"Would you rather we should care nothing about you?" his wife asked tremulously.
"No, dear," he answered; "for I know that your fears are in proportion to your loving."
The next day Mr. Yorke and his daughters went to hear the address. Edith remained at home with her aunt, who never went into a crowd. The road, the tent, and all about it were full of people. The enthusiasm was immense. When the speaker appeared, the audience stood up, the men shouting, the women waving their handkerchiefs—what for it would be hard to say. Probably they did not know themselves, unless they meant to express thus their admiration for success. For this man was the very embodiment of worldly success. Wealth and honors had come to him, not unsought, but without toil, and with little deserving. Success showed forth from his smooth, handsome face with its bright eyes and ready smile, even from the plump white hand, at whose wave thousands of voters said yea or nay. His expression was one of pleasant excitement and self-complacency, such as a man like him may naturally feel in such circumstances. He was a fluent speaker, had a musical voice, and a graceful manner.
Mr. Yorke listened to his exordium with great and anxious interest, and, as from generalities the orator gradually became more specific, his face darkened. It was, in fact, nothing more than a Know-Nothing tirade, with the usual appeal to the passions instead of the reason, and the old hackneyed abuse of the clergy.

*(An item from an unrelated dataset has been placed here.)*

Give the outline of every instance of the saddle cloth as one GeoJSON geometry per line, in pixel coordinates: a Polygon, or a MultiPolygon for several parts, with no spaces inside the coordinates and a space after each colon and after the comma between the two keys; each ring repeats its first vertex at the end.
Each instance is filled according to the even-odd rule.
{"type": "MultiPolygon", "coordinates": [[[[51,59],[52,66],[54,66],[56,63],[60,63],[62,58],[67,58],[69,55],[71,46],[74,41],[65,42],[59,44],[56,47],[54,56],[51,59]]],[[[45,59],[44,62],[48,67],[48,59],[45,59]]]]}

Mr. Yorke rose like a tiger. "Come, girls," he said quite audibly. "I can't listen to any more of this trash."
His daughters followed him quietly; but, their seats being prominent, they could not get out without exciting attention, and the first to see them was the speaker. He faltered a little in his speech, and a faint color rose to his face; but he recovered himself immediately, and waved his hand to stop the hisses that were beginning to rise. But he felt the defection. He knew well that he was a politician, not a statesman, and he would rather have had Mr. Yorke's countenance than that of any ten other men present.
Mr. Yorke did not dine with the senator that day as he had promised to. "When I made the engagement, I did not know that you had become a wire-puller," he wrote briefly, in making his excuse.
Mr. Blank's face paled slightly as he read the note, but he crushed it carelessly the moment after. "Charles Yorke was always a hunker," he remarked.
"Carl, I want you to print a leader from me, this week," Mr. Yorke said to his son that evening.
We have not said that Carl, having finished his law-studies, instead of practising, had undertaken the editorship of the Seaton Herald.